I know I’ve written about it before, it was just a little thing but it does linger in my mind – and although I’ve jotted thoughts and memories, I haven’t properly explored it. The ‘it’ is a small boat I once saw, a cabin cruiser, moored on the River Cam at Ely, with a wonky ‘FOR SALE’ sign taped to its curtained window. I actually had sufficient funds to buy it – but obviously it was a totally impractical and ridiculous idea. It would have to be transported to where I lived, and although there was access to a river it wasn’t like the sleepy old Cam. I could imagine it being in the boatyard in the village, never going anywhere like so many others, and dreams of sitting in it and writing were a writer’s fantasy.

Last weekend, our writing group went wild writing – sitting outside and being inspired not necessarily by our surroundings, but by being together and bringing our minds to bear on a suggested topic. We met in Apex Park in Burnham-on-Sea, each wrote a couple of prompts on scraps of paper, put them into a hat (an actual hat) and drew out two. I pulled out the first line of a poem, and the word “boat”. I wandered off and found a bench looking across the small lake, and put my mind to writing. I spent a long, long while wrestling with the poetic prompt and was in the end quite pleased with what I wrote.  Then, having been interrupted by a friendly passer-by who must have been a descendant of Coleridge’s visitor from Porlock, I wrote about the Leonora, the boat which had been for sale in Ely, so many years before. This is how I set the scene for “meeting” her:

I’ve written about the Leonora before, and she haunts my dreams and my imagination even though our encounter was only fleeting.
My memory is so clear, but maybe it is because although she was unknown to me before that dull day in early December, I knew the setting well. I’d walked and cycled along the towpath, I’d been over the humpback road bridge on the way to Queen Adelaide, and many years ago, when I was fourteen or fifteen, I’d canoed along the river there.
That day, with cousins, I was going for a walk before a late lunch. It was grey, drizzly, dull,, the sun not long risen was heading to its peak and then would begin its descent. We, however, were cheery, happy to be in each other’s company, and chatted as we sauntered along.

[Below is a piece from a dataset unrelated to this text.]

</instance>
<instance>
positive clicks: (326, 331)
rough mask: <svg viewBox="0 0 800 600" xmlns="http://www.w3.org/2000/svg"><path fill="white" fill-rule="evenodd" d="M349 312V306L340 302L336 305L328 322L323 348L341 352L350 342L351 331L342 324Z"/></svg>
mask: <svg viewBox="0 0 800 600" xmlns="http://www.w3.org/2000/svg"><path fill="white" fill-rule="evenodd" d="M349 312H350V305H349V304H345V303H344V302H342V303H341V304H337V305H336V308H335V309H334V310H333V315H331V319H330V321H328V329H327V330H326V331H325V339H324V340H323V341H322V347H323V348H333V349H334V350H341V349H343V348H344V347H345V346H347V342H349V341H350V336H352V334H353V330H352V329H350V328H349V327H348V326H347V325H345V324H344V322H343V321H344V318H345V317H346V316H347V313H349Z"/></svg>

PS:The “person on business from Porlock” was an unwelcome visitor to Samuel Taylor Coleridge at his cottage in Nether Stowey, while he was in the middle of writing  the poem, Kubla Khan in 1797. Once interrupted, his muse escaped him and the poem was unfinished. My featured image is of a visit we made to the cottage and couldn’t resit the children’s dressing up box, Fenja Hill, the Poet Macaque – aka Hamish MacNeil, and me. Queen Adelaide is a village in Cambridgeshire.